Tysabri: The Big Multiple Sclerosis Drug That Emerged From “The Hutch”

The most effective drug on the market today for patients with multiple sclerosis has roots in a dingy old lab in the 1980s on Seattle’s First Hill. It was there that a pair of young scientists at the Fred Hutchinson Cancer Research Center, Bill Carter and Elizabeth Wayner, made key discoveries that paved the way for natalizumab (Tysabri).

The treatment has become the fastest-growing product for Cambridge, MA-based Biogen Idec (NASDAQ: BIIB) and its Irish partner Elan (NYSE: ELN), and it’s projected to generate $1.6 billion in sales in 2011. Most people know of its link to a rare, often fatal brain infection called PML, and its dramatic recovery. But few people know where the drug comes from. So I stopped by Carter’s new lab at the South Lake Union campus of “The Hutch” to hear the story.
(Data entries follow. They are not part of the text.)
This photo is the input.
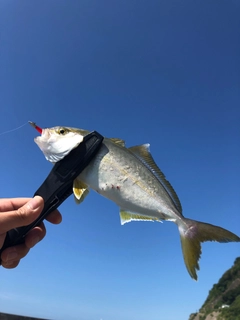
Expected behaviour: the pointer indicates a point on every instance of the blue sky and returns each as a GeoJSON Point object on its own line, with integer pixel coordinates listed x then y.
{"type": "Point", "coordinates": [158, 72]}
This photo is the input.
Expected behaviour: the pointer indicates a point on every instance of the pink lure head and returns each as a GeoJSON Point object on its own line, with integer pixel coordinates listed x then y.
{"type": "Point", "coordinates": [33, 124]}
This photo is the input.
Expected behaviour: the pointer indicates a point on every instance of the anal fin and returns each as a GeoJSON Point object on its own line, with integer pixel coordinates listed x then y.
{"type": "Point", "coordinates": [80, 190]}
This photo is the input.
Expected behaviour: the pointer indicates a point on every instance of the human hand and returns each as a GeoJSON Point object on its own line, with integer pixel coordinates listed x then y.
{"type": "Point", "coordinates": [18, 212]}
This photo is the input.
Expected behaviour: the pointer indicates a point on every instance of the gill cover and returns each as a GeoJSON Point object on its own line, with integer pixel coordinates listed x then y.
{"type": "Point", "coordinates": [57, 142]}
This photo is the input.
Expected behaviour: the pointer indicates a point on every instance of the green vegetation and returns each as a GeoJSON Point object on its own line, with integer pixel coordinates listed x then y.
{"type": "Point", "coordinates": [225, 292]}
Carter, 62, didn’t seem the least bit self-important about this discovery when I stopped by his office last week. He wore a brown T-shirt and brown sandals. Manila file folders with scientific papers were stacked high on the shelves in his office. He didn’t care much to discuss the financial and legal aspects of this story, but when the subject turned to the science, Carter’s eyes lit up with boyish enthusiasm.

He got his doctorate at the University of California-Davis in 1974, where he studied how cells bind to each other, or cell adhesion. After a yearlong fellowship in Israel, he joined the Hutch as a postdoc, shortly after it was founded in 1975. Specifically, he wanted to learn more about the adhesion properties of epithelial cells, those that form linings or boundaries between tissues like skin or other organs. He was interested in these cells because they are involved in most adult cancers.

Those cells remain in a non-active state most of the time, but can become highly activated in the case of an injury, Carter says. For example, when a person falls off a bicycle and scrapes a knee, these epithelial cells leap into action. The cells work to close the wound, secrete proteins that trigger an immune system reaction that mop up all the foreign invaders like bacteria. Other cells, platelets, pour in to the area to form clots.

“Everything is moving in that area to cope with disaster,” Carter says.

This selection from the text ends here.